発表当時は、おほめの言葉も受けたが、「戦地じゃあこんな軟弱な歌い方をしなかった」のおしかりもあった。
男のバンカラ調から、似て非なる女性的なきれいなメロディーになったから、それもそうだろう。
ただ、私は作曲家として私の曲を作った。
自分のスタイルの曲だとの自負があった。


今日この曲は、作詞:武政英策 作曲:武政英策と記されちゅうけんど、違うろー!と言いたい。

① 昭和にゃ、歌詞も戦を連想させるものをいくつか変えただけで、あとは歌詞もメロディーも同じに歌われています。

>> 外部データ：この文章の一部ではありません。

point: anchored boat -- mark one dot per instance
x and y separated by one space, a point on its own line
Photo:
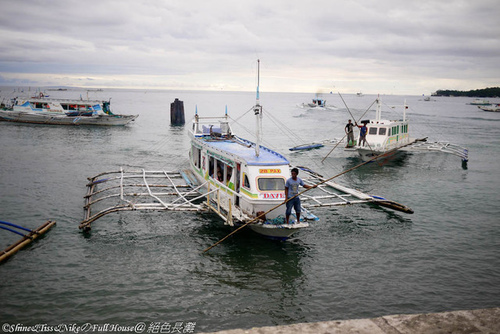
241 181
383 138
41 110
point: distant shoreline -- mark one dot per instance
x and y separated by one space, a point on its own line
485 92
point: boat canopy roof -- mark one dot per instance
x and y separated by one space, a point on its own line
245 150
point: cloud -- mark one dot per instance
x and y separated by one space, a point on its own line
303 46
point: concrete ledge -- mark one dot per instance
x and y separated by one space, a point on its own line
456 322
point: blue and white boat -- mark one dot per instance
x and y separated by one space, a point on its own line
42 110
250 178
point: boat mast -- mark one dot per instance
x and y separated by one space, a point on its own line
404 111
378 114
258 113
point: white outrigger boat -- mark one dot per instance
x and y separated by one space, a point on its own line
383 137
386 138
241 181
40 110
317 103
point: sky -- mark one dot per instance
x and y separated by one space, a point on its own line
385 46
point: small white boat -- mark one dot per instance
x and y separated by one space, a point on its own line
41 110
317 103
384 137
493 107
479 102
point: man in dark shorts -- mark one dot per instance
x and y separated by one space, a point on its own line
350 133
292 189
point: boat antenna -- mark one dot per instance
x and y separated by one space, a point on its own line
258 113
378 114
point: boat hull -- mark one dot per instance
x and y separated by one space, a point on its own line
57 119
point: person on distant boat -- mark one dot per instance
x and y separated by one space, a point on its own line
291 190
350 133
362 133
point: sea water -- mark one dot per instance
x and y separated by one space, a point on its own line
148 268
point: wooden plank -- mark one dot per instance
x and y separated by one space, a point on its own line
26 240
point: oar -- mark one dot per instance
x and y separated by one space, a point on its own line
275 207
346 133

② 南国土佐を後にして - 武政英策作品集 土佐ふるさとのうた よりにゃ、採譜した とある。

実際、下線の部分が違うだけで、殆ど同じ歌詞。

こりゃー、今日風に言うたらパクリじゃろー。

当時は、著作権じゃパクリの概念は無かったき、何の問題もなかったろーけんどねー。

彼らの名誉のために言うならば、著作権保護法に照らしても明らかな事で、正確にゃ作詞・作曲:高知歩兵第236部隊(鯨部隊)/補作・編曲:武政英策訂正するべきじゃないかよ。

この碑にも、戦後武政英策の補作編曲によりと明白に刻まれちゅう。

そうなると印税も高知歩兵第236部隊(鯨部隊)の遺族に渡さにゃーいかんぜよ。(^^ゞ

因みに、第40師団歩兵第236聯隊(鯨部隊)の戦没者慰霊碑は、五台山の麓にある高知県護国神社の境内に建っちゅうがじゃそうです。

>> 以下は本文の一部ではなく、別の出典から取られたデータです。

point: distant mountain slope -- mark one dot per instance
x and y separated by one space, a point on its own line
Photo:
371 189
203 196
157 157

今年の5月末頃、この曲を歌ったペギー葉山さんの「南国土佐を後にして」の歌碑を、はりまや橋付近に建てて観光振興につなげようと、地元商店街関係者らーが「南国土佐の歌碑を建てる会」を結成し募金を呼びかけると言うニュースが流れちょったき、今回改めて記載したがです。

「南国土佐をあとにして」の歌のタイトルは武政英策かも知れんけんど、歌そのものは名も無き土佐人の兵士たちが作詞作曲した原曲が存在し、戦後まで歌い継がれちゅう歌があったと言う事を知って欲しいがですき。


[ アクセス ]

・JR高知駅南口よりMY遊バス「桂浜」行きで約47分、「五台山展望台」下車。
・はりまや橋よりMY遊バス「桂浜」行きで約17分、「五台山展望台」下車。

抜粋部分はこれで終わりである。